Raft-based distributed DBs
- CockroachDB: Every range of data is managed by a Raft group. Transactions use MVCC + Raft consensus to get serializability without classic 2PC.
- TiDB / TiKV: Inspired by Google Spanner. TiKV is the key-value layer that uses Raft; TiDB is the MySQL-compatible SQL layer.
- YugabyteDB: Combines PostgreSQL front-end with Raft-based storage layer.
- etcd: Critical for Kubernetes — uses Raft to maintain config/state consistency across control plane nodes.
- Dgraph: Graph DB that uses Raft to coordinate cluster membership and replication.
These systems avoid 2PC entirely by embedding consensus into their replication + commit layers.
Saga-based Systems
- Temporal: You write workflows in code, it takes care of retries, compensation, state transitions.
- Netflix Conductor: Workflow engine used internally at Netflix to coordinate Sagas across services.
- Camunda: BPMN + Java DSLs for modeling distributed processes with compensation.
- Apache Airflow (loosely): not transactional, but can orchestrate compensating steps.
- Stripe / Revolut / Uber: Tend to use event sourcing + Sagas, avoiding any need for cross-service transactions.
Writing good compensation logic is hard. What’s the undo of a push notification? A refund? A message retraction?

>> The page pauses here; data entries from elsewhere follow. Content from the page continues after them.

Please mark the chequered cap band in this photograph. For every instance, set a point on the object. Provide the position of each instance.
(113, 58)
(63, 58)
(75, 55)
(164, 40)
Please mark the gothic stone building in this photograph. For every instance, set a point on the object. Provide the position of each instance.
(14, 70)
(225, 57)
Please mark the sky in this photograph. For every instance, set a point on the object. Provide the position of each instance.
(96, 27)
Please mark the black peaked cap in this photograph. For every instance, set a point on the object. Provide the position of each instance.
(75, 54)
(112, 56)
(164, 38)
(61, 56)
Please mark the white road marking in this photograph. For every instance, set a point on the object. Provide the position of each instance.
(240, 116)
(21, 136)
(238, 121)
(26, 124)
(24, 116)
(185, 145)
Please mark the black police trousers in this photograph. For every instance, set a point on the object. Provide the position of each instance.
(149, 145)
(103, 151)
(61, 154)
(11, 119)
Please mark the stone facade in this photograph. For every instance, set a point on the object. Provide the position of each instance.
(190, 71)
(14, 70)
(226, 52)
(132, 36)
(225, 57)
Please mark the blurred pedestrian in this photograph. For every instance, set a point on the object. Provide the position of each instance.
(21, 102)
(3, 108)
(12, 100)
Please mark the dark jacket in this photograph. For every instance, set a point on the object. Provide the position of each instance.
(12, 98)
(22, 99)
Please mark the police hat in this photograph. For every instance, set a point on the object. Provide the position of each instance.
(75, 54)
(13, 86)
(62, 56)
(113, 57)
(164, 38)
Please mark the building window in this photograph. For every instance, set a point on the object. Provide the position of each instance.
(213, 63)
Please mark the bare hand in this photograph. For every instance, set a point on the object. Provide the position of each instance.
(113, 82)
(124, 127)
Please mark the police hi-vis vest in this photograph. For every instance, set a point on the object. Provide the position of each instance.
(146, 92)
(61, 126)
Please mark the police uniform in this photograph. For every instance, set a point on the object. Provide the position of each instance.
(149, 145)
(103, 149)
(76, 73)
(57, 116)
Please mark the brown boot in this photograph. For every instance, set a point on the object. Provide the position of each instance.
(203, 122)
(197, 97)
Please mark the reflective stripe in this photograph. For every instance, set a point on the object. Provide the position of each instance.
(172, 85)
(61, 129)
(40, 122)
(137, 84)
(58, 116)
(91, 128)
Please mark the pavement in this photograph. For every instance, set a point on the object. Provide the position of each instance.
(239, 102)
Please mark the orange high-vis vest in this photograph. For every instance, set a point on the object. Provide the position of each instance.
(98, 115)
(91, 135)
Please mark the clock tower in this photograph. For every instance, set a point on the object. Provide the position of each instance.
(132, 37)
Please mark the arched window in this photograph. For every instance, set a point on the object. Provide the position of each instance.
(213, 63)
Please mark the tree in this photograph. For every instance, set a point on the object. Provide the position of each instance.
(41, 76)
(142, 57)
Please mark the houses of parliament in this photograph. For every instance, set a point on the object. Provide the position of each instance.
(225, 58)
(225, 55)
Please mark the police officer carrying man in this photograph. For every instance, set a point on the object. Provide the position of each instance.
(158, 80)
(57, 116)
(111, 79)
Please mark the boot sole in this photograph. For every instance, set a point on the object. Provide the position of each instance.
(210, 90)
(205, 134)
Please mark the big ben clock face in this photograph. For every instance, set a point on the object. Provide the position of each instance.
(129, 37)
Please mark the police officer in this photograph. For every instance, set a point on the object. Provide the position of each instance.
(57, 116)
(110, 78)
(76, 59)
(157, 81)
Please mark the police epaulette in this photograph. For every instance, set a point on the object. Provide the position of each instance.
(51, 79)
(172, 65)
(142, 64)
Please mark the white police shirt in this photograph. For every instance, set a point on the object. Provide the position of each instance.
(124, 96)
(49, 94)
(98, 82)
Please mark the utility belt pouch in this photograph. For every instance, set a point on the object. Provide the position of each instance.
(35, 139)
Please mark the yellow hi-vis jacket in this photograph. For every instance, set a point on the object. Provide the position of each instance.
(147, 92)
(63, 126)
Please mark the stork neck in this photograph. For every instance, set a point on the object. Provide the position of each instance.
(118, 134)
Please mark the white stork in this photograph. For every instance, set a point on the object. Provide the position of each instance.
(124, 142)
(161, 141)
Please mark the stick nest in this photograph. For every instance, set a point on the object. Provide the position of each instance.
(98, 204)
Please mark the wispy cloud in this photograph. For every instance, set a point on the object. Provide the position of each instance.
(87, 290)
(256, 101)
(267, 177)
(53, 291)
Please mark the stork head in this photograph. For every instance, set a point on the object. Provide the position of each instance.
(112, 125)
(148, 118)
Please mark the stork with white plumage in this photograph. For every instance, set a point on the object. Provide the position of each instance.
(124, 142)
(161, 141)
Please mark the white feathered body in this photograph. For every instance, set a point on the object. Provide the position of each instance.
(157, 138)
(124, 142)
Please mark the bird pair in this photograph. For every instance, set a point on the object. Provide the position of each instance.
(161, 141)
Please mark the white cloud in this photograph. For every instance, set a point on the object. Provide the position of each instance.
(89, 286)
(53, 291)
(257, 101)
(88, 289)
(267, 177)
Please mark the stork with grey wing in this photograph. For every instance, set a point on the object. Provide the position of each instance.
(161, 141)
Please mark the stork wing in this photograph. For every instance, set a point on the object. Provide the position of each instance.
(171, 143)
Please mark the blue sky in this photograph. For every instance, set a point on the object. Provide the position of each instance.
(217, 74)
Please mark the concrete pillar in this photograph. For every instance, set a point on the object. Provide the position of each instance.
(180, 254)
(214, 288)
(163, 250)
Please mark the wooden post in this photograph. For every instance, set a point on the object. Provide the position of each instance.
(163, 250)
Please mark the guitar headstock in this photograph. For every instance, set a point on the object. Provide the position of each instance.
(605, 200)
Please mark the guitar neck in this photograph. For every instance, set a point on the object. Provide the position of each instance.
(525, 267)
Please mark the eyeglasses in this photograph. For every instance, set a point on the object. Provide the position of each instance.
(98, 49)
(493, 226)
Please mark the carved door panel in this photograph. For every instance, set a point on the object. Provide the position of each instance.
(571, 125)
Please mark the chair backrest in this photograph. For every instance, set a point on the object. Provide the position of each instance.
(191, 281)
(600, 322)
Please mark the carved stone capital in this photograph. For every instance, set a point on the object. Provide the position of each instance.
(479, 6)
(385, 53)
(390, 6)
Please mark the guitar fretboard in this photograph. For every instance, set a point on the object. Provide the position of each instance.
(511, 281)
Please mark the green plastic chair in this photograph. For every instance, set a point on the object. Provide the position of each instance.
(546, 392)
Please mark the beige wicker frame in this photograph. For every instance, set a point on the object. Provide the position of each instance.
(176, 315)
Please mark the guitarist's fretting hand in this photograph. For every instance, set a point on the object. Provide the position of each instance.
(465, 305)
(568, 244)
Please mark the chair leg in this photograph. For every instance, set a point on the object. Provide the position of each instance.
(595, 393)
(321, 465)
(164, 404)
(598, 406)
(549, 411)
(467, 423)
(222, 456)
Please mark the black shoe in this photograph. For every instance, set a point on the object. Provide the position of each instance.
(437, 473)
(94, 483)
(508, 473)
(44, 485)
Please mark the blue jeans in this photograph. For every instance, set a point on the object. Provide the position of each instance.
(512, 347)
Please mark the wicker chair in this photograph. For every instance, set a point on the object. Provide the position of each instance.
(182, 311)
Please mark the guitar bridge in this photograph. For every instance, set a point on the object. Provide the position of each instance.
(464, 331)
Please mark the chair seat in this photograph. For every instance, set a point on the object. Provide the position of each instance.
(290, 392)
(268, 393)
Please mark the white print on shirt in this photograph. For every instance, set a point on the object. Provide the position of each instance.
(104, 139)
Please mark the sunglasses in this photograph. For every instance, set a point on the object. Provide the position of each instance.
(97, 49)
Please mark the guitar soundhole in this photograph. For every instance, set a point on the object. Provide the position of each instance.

Common Pitfalls / Anti-patterns
- “Let’s just use 2PC between microservices” — This is how people end up in hell. You can’t guarantee reachability or agreement across independently deployed services.
- “We’ll retry until it works” — Good luck without idempotency. You’ll double-charge users, double-book flights.
- ”We’ll write compensating logic later” — You won’t. And if you do, it’ll be flaky and incomplete.
- Mixing orchestration + choreography — Easy to get lost in who calls who and when. Leads to brittle inter-service contracts.
How to think about picking one
| Question | Think about |
|---|---|
| Do I control the full stack? | 2PC might be okay. |
| Is availability more important than strict consistency? | Go Saga. |
| Am I building infrastructure or coordination layer? | Use Raft. |
| Do I need external DB + message broker coordination? | Be careful. Very few systems get this right (e.g. Kafka’s transaction API). |
| Do I want retries, compensation, timeouts natively? | Saga workflow engines like Temporal. |
Related Systems I Want to Dig Into
- Google Spanner: Uses TrueTime + Paxos for global serializability. No 2PC. Clocks and replicas, not coordination.
- Percolator (Google): used in BigTable for multi-row transactions. Precursor to Spanner?
- DynamoDB vs Raft-style systems — how does eventual consistency trade off with quorum-based approaches?
- RAMP Transactions: Read Atomic Multi Partition — avoids coordination on reads.
- TLA+ specs for 2PC and Raft — worth modeling to build intuition?
- Research how Flink, Spark, and Kafka Streams do checkpoints and exactly-once guarantees — do they secretly use 2PC?
Takeaways
-
If I need ACID across services, 2PC or Raft.
-
If I care more about uptime than perfect consistency, Saga.
-
If I’m building infra (like a DB or scheduler), Raft is probably the better long-term bet.
-
Don’t bother with 3PC unless I’m writing a paper.
Honestly, the real answer to “how to do distributed transactions” is usually: don’t. Just make your system eventually consistent, use idempotency, and write good compensation logic.